Multiple sources detection
Overview
Detecting when multiple harmonic sources are present is essential for structuring various type of audio content. We propose a method for detecting area with simultaneous harmonic sources using graph analysis of the tracking of the main frequencies.
As our approach seems to work on choir detection, we propose to generalise our approach to identify overlapping harmonic sources using the sinusoidal segments. Compared with the previous approach, no time-frequency restriction is performed and the spectrum is analysed for every frame and every frequencies up to 3000Hz.
Peak selection and tracking
In order to avoid the impact of noise on the tracking, the approach does not select all the peaks any more but use a piecewise linear threshold to select only the most predominant peaks. This threshold also take into accounts the fact that amplitudes decrease with frequencies as shown in the figure below.

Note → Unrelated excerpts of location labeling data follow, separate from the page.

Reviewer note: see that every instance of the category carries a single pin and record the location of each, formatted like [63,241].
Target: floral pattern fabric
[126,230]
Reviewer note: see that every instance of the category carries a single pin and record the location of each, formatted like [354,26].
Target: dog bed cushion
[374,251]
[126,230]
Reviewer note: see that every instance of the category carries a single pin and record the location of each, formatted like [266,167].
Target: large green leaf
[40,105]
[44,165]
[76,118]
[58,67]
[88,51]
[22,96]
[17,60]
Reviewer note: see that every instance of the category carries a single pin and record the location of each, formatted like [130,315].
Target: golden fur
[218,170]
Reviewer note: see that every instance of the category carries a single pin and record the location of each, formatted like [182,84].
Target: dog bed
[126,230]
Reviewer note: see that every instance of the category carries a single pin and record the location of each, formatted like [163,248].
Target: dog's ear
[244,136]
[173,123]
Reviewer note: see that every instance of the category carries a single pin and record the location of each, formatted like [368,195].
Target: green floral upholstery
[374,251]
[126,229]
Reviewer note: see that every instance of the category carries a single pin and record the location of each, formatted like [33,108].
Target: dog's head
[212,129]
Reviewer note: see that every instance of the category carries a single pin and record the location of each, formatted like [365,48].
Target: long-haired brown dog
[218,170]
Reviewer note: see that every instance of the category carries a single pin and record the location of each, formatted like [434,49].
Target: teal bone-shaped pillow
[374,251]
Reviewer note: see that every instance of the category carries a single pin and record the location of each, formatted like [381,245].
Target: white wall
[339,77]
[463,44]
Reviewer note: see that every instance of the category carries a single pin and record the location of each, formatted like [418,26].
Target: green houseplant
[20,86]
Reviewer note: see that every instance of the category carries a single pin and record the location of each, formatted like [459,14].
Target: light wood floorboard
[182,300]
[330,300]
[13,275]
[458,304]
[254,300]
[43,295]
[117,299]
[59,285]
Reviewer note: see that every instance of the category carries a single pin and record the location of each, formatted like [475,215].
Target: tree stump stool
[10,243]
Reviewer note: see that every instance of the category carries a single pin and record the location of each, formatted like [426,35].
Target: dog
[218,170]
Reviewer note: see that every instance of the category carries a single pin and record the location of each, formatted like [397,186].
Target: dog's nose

The tracking method is restored to its initial configuration, allowing only one successor per peak.
Graph analysis
To detect the different sources our approach uses a grouping of the different sinusoidal segments corresponding to a single source. In order to regroup them, we will use the harmonicity between their frequencies to create a graph of the links between sinusoidal segments.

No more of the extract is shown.